The Third Camp

In the past, people tended to fall  into one of two political camps regarding the Constitution.

Camp One thinks the Constitution mostly protects our right to own guns without restriction, protects Christianity (and other religions to a lesser degree) and (if read correctly) prohibits abortion and other sins. The rest is boring boilerplate but basically says that, aside from the common defense, the government shouldn’t interfere with our lives, especially by taxing us or regulating our businesses.

Camp Two thinks the Constitution mostly protects rights like free speech and assembly (including guns, but maybe they could be “well regulated”) and says the government should not play favorites with any religion, including Christianity. It instructs the government to act as a counterweight to the rich and powerful when they’re tempted to discriminate against the poor and weak. The government should try to solve the problems of citizens. Beyond that, except for defense, the government shouldn’t interfere with our lives, especially by restricting personal choices regarding our own bodies. Sinning is a personal choice.

A third camp seems to be emerging. This group thinks words (including those in the Constitution) and facts are fluid; their meaning changes, and they don’t really matter. This camp and the way it’s evolving scares some of us. Think about it: rights are just words on parchment; convictions and beliefs shouted with righteous fervor are trivial ephemera; science is a story woven to comfort children. With this mindset, there’s nothing wrong with repeating crap spawned by the Internet that old fashioned guys like me call “provably wrong.” There’s nothing wrong with calling people “liberal pukes” (as some of my Facebook “friends” call me) because those are only words. Insults are colorful blossoms in the garden of free speech. “Lies” just represent differences of opinion. What’s the big deal?

I think words matter. America is a country based on ideals, but those ideals are powerless until crystallized into words. We write down our laws. History is experience condensed and preserved as language. Christianity grew from the words Jesus spoke, the words His disciples wrote down. Without the Bible, there is no Christianity. Without the Constitution, there is no America. Without history, the next generation becomes cavemen. When we trivialize words and their link to truth, we risk everything our country and its people stand for. Conservatives revered Justice Scalia for his (perhaps extreme) agreement with this idea.

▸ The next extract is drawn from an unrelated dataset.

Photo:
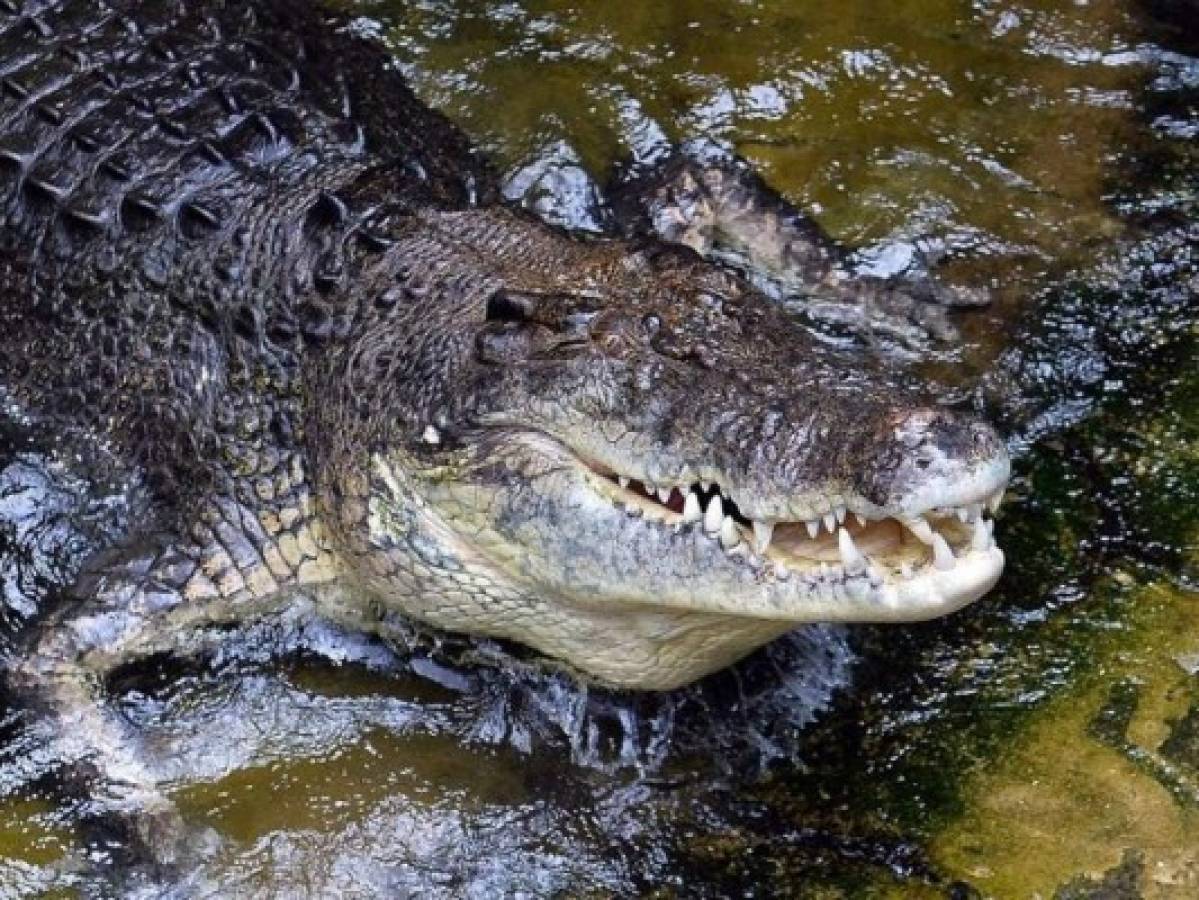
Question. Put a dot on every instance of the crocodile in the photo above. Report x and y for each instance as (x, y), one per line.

People supported Trump for various reasons, many of them noble and sincere. But did they make their decision based on his words? Words like “drain the swamp” and “make America great again?” If so, they should prepare to be disappointed.

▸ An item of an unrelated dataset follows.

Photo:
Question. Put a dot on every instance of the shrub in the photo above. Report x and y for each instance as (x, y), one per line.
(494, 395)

Trump does not treasure language the way our founding fathers did, or Scalia did, or Jesus did. Words don’t really matter to him; he says what comes into his head even if it’s not consistent with the words he said five minutes earlier. Some of Trump’s fans might have second thoughts once they realize that, to him, the “right to bear arms” is just four or five words strung together randomly. Not important. Certainly not one of his core beliefs. “Right to life” is only a phrase and subject to interpretation. “Well regulated” could mean “regulated strictly by me.”

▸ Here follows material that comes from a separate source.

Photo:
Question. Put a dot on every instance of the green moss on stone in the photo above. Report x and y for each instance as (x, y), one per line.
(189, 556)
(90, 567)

If a man doesn’t care whether or not his words match the truth, even a little bit, we’ll never know what he actually believes. There is no way to predict what he might do. That doesn’t seem to bother people in that third camp.

And that’s scary.

 

 

4 replies on “The Third Camp”

  1. Excellent, as always. Thanks. I’m sharing this.

  2. Mel Birch says:

    Trump is alingual—without language. He moves from one emotional outburst to the next. His words, such as they are, are merely spacers to fill the time between outbursts. They have no normal meaning, normal context, or normal continuity. There is no expectation of rational meaning at the end of any spewing of syllables.

  3. Scott says:

    Excellent blog! And it feels like no sane person could disagree.

    Of course on the other side it’s sort of nice to hear someone just speaking emotively. The words themselves matter less than the emotion. Anger, fear, pride… we don’t know what the Trumpster thinks or where he stands, but we’re pretty sure what his momentary emotion is. Something we really have had to guess at with most politicians.